The researcher, known as “Awakened”, mentions that the vulnerability exists due to a “double-free” bug in the instant messaging service. In other words, this is a memory corruption condition that can generate various scenarios, from blocking an app, to generating an attack vector to gain complete access to the targeted device.

According to the digital forensics specialist, all a threat actor requires to trigger this attack is to create a malicious GIF and calmly wait for the victim to access their WhatsApp image gallery. Through GitHub, the specialist mentions that the flaw lies in the implementation of the WhatsApp gallery display, used to generate previews of the files that can be sent through the application.

Apparently, the exploit only works on versions 8.1 and 9.0 of the Android operating system: “Versions 8.0 and earlier are not affected by the flaw”, Awakened mentioned. “It is possible to trigger the bug in version 8.0 and earlier, but the application collapses before it can complete the attack”, adds the researcher.
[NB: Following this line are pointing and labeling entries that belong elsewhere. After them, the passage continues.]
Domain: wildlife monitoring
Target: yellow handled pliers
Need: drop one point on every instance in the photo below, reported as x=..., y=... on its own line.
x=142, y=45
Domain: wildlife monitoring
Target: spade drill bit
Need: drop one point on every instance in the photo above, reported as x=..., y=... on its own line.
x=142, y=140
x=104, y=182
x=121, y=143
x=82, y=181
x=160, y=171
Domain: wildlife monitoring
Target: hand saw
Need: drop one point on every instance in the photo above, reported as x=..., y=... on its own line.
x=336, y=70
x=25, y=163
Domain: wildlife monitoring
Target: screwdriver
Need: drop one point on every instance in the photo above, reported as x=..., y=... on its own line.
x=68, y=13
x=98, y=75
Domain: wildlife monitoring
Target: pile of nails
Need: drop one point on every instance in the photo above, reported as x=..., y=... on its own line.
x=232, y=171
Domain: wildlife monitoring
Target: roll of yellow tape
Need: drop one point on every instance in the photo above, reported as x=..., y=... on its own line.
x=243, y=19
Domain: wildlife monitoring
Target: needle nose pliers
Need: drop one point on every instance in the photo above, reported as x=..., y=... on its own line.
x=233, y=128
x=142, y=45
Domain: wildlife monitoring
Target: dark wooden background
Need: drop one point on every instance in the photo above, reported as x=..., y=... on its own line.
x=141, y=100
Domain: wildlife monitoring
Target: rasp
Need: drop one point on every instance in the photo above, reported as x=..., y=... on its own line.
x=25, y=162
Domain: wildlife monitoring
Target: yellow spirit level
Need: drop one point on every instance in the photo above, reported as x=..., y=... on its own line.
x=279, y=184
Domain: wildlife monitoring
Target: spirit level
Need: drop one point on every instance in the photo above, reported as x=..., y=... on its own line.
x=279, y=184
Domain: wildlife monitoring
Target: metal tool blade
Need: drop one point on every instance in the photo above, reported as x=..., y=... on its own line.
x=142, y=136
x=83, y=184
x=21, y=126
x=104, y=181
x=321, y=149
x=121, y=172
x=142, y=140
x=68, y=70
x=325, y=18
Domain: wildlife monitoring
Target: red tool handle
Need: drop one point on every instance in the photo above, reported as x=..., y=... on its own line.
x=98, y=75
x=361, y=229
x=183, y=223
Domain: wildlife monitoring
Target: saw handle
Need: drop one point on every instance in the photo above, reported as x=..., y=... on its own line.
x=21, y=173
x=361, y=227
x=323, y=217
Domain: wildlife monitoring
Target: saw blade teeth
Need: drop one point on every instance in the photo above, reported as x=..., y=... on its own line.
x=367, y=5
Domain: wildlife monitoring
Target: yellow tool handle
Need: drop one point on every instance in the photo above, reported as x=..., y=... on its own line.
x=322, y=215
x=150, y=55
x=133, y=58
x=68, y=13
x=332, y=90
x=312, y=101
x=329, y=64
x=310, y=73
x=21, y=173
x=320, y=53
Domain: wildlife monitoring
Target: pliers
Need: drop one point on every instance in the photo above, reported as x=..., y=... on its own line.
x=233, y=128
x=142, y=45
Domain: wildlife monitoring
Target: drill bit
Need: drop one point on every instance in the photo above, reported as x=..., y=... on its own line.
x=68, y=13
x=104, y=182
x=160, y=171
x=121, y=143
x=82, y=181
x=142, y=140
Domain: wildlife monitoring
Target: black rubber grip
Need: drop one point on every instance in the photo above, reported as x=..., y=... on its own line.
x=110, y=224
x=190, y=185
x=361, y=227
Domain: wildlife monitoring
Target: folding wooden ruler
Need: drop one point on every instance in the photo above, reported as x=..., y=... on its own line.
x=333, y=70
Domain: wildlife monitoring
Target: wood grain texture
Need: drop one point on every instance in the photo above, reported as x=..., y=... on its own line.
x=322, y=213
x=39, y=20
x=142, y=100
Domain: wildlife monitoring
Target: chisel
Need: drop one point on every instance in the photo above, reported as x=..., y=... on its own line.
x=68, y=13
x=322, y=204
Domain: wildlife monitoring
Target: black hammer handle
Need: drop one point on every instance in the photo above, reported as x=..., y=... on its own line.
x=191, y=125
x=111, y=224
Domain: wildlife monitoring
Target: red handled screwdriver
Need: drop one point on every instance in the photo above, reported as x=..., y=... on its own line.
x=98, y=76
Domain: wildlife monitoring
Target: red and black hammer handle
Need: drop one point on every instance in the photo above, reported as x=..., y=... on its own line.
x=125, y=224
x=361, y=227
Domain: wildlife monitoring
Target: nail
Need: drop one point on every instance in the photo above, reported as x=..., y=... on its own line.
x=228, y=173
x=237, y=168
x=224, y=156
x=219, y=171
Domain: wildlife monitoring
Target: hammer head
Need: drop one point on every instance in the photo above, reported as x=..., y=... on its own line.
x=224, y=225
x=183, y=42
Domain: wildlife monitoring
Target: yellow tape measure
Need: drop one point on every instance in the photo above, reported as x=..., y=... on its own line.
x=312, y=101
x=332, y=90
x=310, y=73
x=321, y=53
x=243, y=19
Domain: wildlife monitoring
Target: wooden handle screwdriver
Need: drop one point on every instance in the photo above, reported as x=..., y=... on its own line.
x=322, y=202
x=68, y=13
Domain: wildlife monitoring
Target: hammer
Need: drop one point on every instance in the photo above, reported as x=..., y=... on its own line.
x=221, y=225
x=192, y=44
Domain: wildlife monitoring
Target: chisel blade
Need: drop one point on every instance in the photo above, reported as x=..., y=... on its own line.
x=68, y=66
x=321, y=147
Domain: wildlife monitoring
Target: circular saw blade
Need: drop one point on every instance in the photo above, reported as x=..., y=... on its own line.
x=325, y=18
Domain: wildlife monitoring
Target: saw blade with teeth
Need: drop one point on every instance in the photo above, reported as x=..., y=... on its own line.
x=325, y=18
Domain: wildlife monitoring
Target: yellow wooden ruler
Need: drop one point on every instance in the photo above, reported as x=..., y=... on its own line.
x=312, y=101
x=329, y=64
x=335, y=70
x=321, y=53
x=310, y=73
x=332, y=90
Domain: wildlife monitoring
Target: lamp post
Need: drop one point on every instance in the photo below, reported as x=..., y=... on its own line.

According to the researcher, Facebook has already received the vulnerability report and started developing a solution. Digital forensics specialists mention that it will be necessary to install the latest WhatsApp update to mitigate the risk of exploitation. Facebook asserts that so far there is no evidence to suggest the exploitation of this flaw in real-world scenarios.

After an apparent confusion inside the team responsible for WhatsApp security, Awakened again contacted the company to clarify some questions about exploiting the vulnerability: “maybe WhatsApp representatives misunderstood the situation,” the expert said. Finally, Awakened sent the company a proof of concept showing all the necessary steps for the exploitation of the flaw. “Facebook addressed the bug, which was fixed in version 2.19.244 of the app,” the specialist concluded.

This is not the first time WhatsApp should fix bugs in its software. According to digital forensics specialists from the International Institute of Cyber Security (IICS) a few months ago a vulnerability was reported in the app that, if exploited, allowed threat actors to inject spying software into the targeted device. The flaw was quickly patched by the company, although it was never specified if there were users affected by the flaw. Recently, a flaw in the messaging service was also discovered that allowed hackers to manipulate the content of a message or even send fake messages. Members of the cybersecurity community are still waiting for new Facebook reports on correcting these bugs.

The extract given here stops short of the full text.